Depicting deterministic variables within directed acyclic graphs (DAGs): An aid for identifying and interpreting causal effects involving tautological associations, compositional data, and composite variables

2023 年 2 月 3 日

翻译：确定变量在有向无环图（DAG）中的表示：辅助识别与解读涉及同义关联、成分数据及复合变量的因果效应

Laurie Berrie,Kellyn F. Arnold,Georgia D. Tomova,Mark S. Gilthorpe,Peter W. G. Tennant

from arxiv, 18 pages, 5 figures

Deterministic variables are variables that are fully explained by one or more parent variables. They commonly arise when a variable has been algebraically constructed from one or more parent variables, as with composite variables, and in compositional data, where the 'whole' variable is determined from its 'parts'. This article introduces how deterministic variables may be depicted within directed acyclic graphs (DAGs) to help with identifying and interpreting causal effects involving tautological associations, compositional data, and composite variables. We propose a two-step approach in which all variables are initially considered, and an explicit choice is then made whether to focus on the deterministic variable(s) or the determining parents. Depicting deterministic variables within DAGs bring several benefits. It is easier to identify and avoid misinterpreting tautological associations, i.e., self-fulfilling associations between variables with shared algebraic parent variables. In compositional data, it is easier to understand the consequences of conditioning on the 'whole' variable, and correctly identify total and relative causal effects. For composite variables, it encourages greater consideration of the target estimand and greater scrutiny of the consistency and exchangeability assumptions. DAGs with deterministic variables are a useful aid for planning and interpreting analyses involving tautological associations, compositional data, and/or composite variables.

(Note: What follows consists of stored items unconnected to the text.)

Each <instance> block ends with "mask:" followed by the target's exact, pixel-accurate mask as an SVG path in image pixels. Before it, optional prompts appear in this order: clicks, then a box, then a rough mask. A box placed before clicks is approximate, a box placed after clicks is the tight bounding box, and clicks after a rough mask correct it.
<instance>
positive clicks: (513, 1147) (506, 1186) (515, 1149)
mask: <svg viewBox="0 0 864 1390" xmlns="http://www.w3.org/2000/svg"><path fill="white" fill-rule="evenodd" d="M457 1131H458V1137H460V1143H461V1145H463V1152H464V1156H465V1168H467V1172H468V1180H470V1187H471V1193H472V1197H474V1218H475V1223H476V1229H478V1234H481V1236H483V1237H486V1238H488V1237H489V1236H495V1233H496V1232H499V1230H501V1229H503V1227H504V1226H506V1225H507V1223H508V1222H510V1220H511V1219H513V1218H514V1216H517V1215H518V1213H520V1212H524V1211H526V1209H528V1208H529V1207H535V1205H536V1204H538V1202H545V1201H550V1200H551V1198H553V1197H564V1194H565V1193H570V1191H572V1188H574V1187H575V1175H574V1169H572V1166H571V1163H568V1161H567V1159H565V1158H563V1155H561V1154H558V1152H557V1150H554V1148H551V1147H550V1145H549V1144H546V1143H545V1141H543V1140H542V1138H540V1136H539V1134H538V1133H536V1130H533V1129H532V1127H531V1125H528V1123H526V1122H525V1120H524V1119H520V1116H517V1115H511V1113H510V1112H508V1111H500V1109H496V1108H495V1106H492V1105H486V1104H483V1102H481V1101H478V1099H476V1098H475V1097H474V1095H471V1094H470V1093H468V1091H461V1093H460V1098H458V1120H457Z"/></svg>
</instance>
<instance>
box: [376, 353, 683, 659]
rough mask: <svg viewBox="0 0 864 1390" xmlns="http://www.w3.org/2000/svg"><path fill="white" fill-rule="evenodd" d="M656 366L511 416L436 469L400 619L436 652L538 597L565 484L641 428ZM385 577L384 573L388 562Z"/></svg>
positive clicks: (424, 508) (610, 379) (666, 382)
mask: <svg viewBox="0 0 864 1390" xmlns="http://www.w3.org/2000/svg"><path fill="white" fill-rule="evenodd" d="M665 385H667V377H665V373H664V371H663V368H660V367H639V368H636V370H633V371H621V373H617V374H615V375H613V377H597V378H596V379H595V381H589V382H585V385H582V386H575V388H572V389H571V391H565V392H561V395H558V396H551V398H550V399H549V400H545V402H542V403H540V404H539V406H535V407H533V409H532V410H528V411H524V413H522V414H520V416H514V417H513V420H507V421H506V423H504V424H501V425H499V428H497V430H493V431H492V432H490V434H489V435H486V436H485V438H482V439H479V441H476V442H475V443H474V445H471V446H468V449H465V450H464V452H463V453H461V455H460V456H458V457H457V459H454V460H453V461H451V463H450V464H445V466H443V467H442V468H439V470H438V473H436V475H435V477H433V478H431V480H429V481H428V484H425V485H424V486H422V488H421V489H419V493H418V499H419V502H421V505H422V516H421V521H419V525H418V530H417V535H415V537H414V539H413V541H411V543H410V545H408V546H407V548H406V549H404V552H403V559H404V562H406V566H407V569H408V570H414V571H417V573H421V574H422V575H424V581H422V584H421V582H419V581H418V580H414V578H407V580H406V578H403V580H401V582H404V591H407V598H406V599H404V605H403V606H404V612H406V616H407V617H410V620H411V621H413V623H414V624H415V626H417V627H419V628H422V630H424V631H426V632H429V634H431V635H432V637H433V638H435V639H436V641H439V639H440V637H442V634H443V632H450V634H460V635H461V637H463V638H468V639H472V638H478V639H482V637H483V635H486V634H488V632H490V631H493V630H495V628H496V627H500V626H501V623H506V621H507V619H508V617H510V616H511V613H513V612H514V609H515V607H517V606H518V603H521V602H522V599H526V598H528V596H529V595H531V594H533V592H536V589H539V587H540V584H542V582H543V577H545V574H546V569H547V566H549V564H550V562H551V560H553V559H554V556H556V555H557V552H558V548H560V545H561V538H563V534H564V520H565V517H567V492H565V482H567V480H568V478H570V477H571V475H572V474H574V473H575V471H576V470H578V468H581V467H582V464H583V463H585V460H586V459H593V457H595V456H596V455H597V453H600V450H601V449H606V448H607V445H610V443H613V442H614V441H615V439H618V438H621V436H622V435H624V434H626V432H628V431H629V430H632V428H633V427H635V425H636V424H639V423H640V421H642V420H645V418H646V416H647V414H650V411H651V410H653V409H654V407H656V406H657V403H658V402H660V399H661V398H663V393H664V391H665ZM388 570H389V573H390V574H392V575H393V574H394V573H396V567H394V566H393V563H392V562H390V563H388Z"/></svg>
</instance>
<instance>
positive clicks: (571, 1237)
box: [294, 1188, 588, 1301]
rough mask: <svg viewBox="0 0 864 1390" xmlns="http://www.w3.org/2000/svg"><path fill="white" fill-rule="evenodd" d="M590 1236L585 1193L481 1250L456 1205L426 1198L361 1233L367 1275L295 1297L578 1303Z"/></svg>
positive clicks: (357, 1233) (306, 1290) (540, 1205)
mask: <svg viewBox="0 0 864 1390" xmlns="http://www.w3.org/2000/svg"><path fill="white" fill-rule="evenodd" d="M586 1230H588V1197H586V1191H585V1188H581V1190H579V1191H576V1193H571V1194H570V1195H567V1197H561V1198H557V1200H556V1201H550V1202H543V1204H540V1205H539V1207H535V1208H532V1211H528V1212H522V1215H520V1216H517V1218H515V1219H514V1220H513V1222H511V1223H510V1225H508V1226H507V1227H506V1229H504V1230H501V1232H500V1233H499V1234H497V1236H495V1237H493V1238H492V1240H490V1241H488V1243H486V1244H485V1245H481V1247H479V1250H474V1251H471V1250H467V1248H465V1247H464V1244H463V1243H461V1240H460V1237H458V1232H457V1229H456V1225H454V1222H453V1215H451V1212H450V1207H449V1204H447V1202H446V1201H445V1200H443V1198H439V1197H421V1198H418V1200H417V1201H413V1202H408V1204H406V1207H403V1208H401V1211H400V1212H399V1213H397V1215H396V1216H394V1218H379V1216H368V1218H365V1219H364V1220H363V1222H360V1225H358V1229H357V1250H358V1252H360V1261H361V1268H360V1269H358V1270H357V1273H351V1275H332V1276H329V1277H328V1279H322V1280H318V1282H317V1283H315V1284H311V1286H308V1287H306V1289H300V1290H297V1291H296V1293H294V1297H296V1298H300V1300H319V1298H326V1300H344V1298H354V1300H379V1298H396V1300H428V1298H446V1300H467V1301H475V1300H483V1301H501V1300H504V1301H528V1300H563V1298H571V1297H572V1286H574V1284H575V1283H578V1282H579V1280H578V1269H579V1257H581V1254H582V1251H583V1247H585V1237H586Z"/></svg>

翻译：确定变量是指完全由一个或多个父变量解释的变量。当变量通过代数方式由一个或多个父变量构建而成（如复合变量）时，以及在成分数据中（其中“整体”变量由其“部分”决定）时，这类变量会频繁出现。本文介绍如何在有向无环图（DAG）中表示确定变量，以帮助识别和解读涉及同义关联、成分数据及复合变量的因果效应。我们提出一种两步法：首先考虑所有变量，然后明确选择聚焦于确定变量或其决定性的父变量。在DAG中表示确定变量具有若干优势：更易识别并避免误读同义关联（即共享代数父变量之间的自实现关联）；在成分数据中，更易理解以“整体”变量为条件的结果，并正确识别总因果效应和相对因果效应；对于复合变量，则有助于更充分考目标估计量，并更严格审查一致性与可交换性假设。包含确定变量的DAG是规划与解读涉及同义关联、成分数据及/或复合变量的分析的有效辅助工具。